But it’s what’s getting pulled because it’s what that AI feature believes would be a standout point or a unique selling point to people, and it believes that might be what’s important to them. So a dentist making them feel very comfortable is something that appears in the “Know before you go,” and that’s pulled from the reviews.

With the questions that are shown on Ask Maps about this place, you might see things like "Do they offer massage chairs?" Let’s say it’s a dentist, or “Do they offer anything to help you feel more comfortable?” The first place you see once you click into that question is the reviews. Yes, they mention massage chairs, or they made me feel very comfortable and talked me through the procedure.

It’s picking up the sentiment and the exact words being used there. So seeing it in those AI-related features opens up a broader conversation about sentiment in general for LLMs and thinking about it even for other verticals and industries. 

If your business is mentioned, what is being said becomes more important. You can run all these prompts and see that there are mentions, but what is being mentioned about your brand? What is being mentioned about the other brands? Which one would you choose based on these mentions? What are the unique selling points being highlighted? What are the things you may not like that are being pulled in? That can come from your reviews. Everything is fair game.

Gianluca Fiorelli: So, in other words, reviews are used, in this case by Gemini, because Gemini is feeding Google Maps, to find the things that make a local business unique.

Celeste Gonzalez: Yes.

Gianluca Fiorelli: And from what I understood from what you were saying about sentiment, sentiment can be the equivalent of trust.
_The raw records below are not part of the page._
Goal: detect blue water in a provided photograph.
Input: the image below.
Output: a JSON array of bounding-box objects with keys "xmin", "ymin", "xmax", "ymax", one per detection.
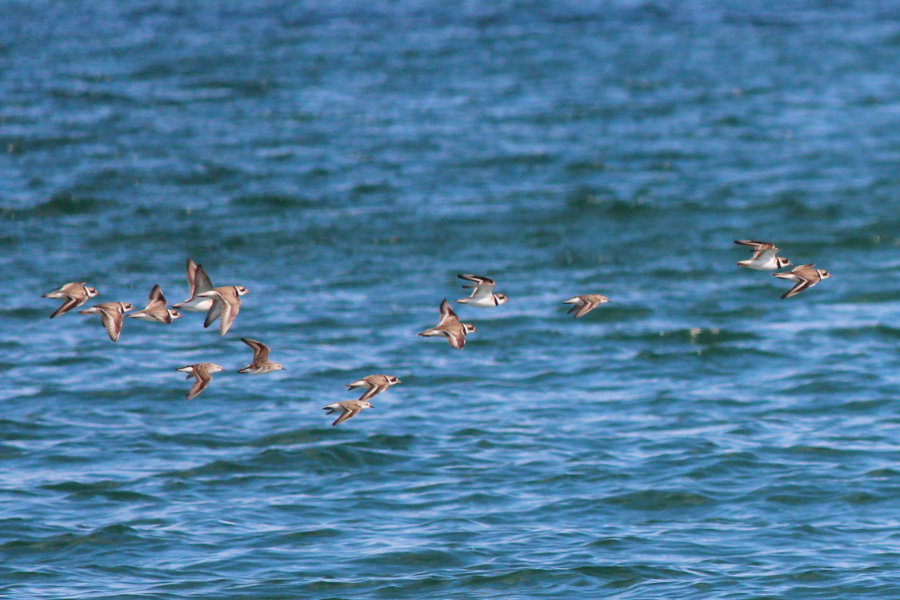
[{"xmin": 0, "ymin": 0, "xmax": 900, "ymax": 600}]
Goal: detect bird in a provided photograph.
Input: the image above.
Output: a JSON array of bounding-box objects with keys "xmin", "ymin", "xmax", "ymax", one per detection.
[
  {"xmin": 175, "ymin": 363, "xmax": 223, "ymax": 400},
  {"xmin": 347, "ymin": 375, "xmax": 400, "ymax": 400},
  {"xmin": 772, "ymin": 264, "xmax": 831, "ymax": 300},
  {"xmin": 41, "ymin": 281, "xmax": 100, "ymax": 319},
  {"xmin": 238, "ymin": 338, "xmax": 284, "ymax": 375},
  {"xmin": 563, "ymin": 294, "xmax": 611, "ymax": 319},
  {"xmin": 128, "ymin": 284, "xmax": 181, "ymax": 325},
  {"xmin": 172, "ymin": 258, "xmax": 219, "ymax": 312},
  {"xmin": 173, "ymin": 258, "xmax": 249, "ymax": 335},
  {"xmin": 198, "ymin": 285, "xmax": 249, "ymax": 335},
  {"xmin": 80, "ymin": 302, "xmax": 134, "ymax": 342},
  {"xmin": 457, "ymin": 274, "xmax": 509, "ymax": 308},
  {"xmin": 734, "ymin": 240, "xmax": 794, "ymax": 271},
  {"xmin": 322, "ymin": 400, "xmax": 372, "ymax": 427},
  {"xmin": 419, "ymin": 298, "xmax": 478, "ymax": 350}
]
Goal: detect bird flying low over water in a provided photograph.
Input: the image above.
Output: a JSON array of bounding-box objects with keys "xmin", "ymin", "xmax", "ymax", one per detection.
[
  {"xmin": 173, "ymin": 258, "xmax": 249, "ymax": 335},
  {"xmin": 79, "ymin": 302, "xmax": 134, "ymax": 342},
  {"xmin": 128, "ymin": 284, "xmax": 181, "ymax": 325},
  {"xmin": 41, "ymin": 281, "xmax": 100, "ymax": 319},
  {"xmin": 347, "ymin": 375, "xmax": 400, "ymax": 400},
  {"xmin": 563, "ymin": 294, "xmax": 610, "ymax": 319},
  {"xmin": 419, "ymin": 298, "xmax": 478, "ymax": 350},
  {"xmin": 734, "ymin": 240, "xmax": 793, "ymax": 271},
  {"xmin": 772, "ymin": 264, "xmax": 831, "ymax": 300},
  {"xmin": 457, "ymin": 274, "xmax": 509, "ymax": 308},
  {"xmin": 322, "ymin": 400, "xmax": 372, "ymax": 427},
  {"xmin": 175, "ymin": 363, "xmax": 223, "ymax": 400},
  {"xmin": 238, "ymin": 338, "xmax": 284, "ymax": 375}
]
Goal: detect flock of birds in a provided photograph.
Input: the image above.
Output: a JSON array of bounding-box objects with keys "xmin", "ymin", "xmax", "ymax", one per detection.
[{"xmin": 43, "ymin": 240, "xmax": 831, "ymax": 425}]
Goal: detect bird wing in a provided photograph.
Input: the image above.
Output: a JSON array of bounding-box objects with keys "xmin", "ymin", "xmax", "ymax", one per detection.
[
  {"xmin": 331, "ymin": 406, "xmax": 361, "ymax": 427},
  {"xmin": 241, "ymin": 338, "xmax": 269, "ymax": 364},
  {"xmin": 357, "ymin": 380, "xmax": 390, "ymax": 400},
  {"xmin": 781, "ymin": 278, "xmax": 813, "ymax": 300},
  {"xmin": 50, "ymin": 296, "xmax": 81, "ymax": 319},
  {"xmin": 187, "ymin": 367, "xmax": 212, "ymax": 400},
  {"xmin": 216, "ymin": 292, "xmax": 241, "ymax": 335},
  {"xmin": 203, "ymin": 292, "xmax": 225, "ymax": 327},
  {"xmin": 100, "ymin": 306, "xmax": 122, "ymax": 342}
]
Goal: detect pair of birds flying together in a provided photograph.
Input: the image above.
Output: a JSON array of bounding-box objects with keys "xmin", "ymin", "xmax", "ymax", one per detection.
[
  {"xmin": 419, "ymin": 274, "xmax": 610, "ymax": 350},
  {"xmin": 43, "ymin": 258, "xmax": 248, "ymax": 342},
  {"xmin": 734, "ymin": 240, "xmax": 831, "ymax": 300},
  {"xmin": 43, "ymin": 240, "xmax": 831, "ymax": 425},
  {"xmin": 175, "ymin": 338, "xmax": 284, "ymax": 400}
]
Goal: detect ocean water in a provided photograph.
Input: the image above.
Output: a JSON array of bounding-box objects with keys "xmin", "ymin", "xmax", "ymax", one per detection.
[{"xmin": 0, "ymin": 0, "xmax": 900, "ymax": 600}]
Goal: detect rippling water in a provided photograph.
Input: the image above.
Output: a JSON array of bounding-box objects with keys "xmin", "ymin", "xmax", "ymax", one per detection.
[{"xmin": 0, "ymin": 0, "xmax": 900, "ymax": 600}]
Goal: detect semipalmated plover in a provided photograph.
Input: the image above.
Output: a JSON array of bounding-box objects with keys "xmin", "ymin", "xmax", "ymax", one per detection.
[
  {"xmin": 419, "ymin": 298, "xmax": 478, "ymax": 350},
  {"xmin": 238, "ymin": 338, "xmax": 284, "ymax": 375},
  {"xmin": 128, "ymin": 284, "xmax": 181, "ymax": 325},
  {"xmin": 322, "ymin": 400, "xmax": 372, "ymax": 427},
  {"xmin": 197, "ymin": 285, "xmax": 249, "ymax": 335},
  {"xmin": 457, "ymin": 274, "xmax": 509, "ymax": 308},
  {"xmin": 175, "ymin": 363, "xmax": 223, "ymax": 400},
  {"xmin": 172, "ymin": 258, "xmax": 219, "ymax": 312},
  {"xmin": 41, "ymin": 281, "xmax": 100, "ymax": 319},
  {"xmin": 347, "ymin": 375, "xmax": 400, "ymax": 400},
  {"xmin": 80, "ymin": 302, "xmax": 134, "ymax": 342},
  {"xmin": 734, "ymin": 240, "xmax": 793, "ymax": 271},
  {"xmin": 563, "ymin": 294, "xmax": 610, "ymax": 319},
  {"xmin": 772, "ymin": 265, "xmax": 831, "ymax": 300}
]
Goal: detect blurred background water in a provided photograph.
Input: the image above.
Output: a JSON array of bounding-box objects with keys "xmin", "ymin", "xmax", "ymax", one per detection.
[{"xmin": 0, "ymin": 0, "xmax": 900, "ymax": 600}]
If the sentiment is positive, then that means the person reviewing also trusts the brand in local search. 

But wasn’t sentiment already somehow a ranking factor used by Google Maps in the past? Because I remember, many years ago, there was this complaint from local search marketers that local businesses with awful reviews but very well-optimized profiles were outranking others with very good reviews but less optimization for other ranking factors. So Google started to use sentiment to differentiate good small businesses from bad ones. Is this somehow an evolution of that?

Celeste Gonzalez: Yes, I believe it has just become more important at this point. Previously, it was more on the quantitative side of the data, like the number of reviews, the optimization, and simply having more positive reviews or a higher star rating. And people were also taking into consideration the review text, like trying to include keywords in the reviews.

But now it’s not just that anymore. It has evolved into more, including those unique selling points, the things that make a local business stand out or be different from its competitors.

Freshness, Review Velocity, and Reputation Recovery in Local Search

Gianluca Fiorelli: Interesting. My next question would be this: are reviews considered some sort of freshness signal, like in the news niche, or not? And secondly, related to this, how important is governance becoming in this case? Because when it was just the classic ten blue links, we used to say that if something was on the second page, nobody would see it.

With LLMs in general, including Gemini, even the oldest, strangest, or most negative things that you were able to hide in classic search can now surface. So these two questions may be related, or maybe not. Is there some kind of freshness in how sentiment is considered, or not? And what happens if sentiment was bad in the past and is positive now, so there is an evolution?

Celeste Gonzalez: I believe it’s all relevant. Everything is fair game. With the freshness aspect, based on my experience and what I’ve done with my clients, freshness is a good thing. It is something you want. It’s useful to track how things change over time, along with their results visibility.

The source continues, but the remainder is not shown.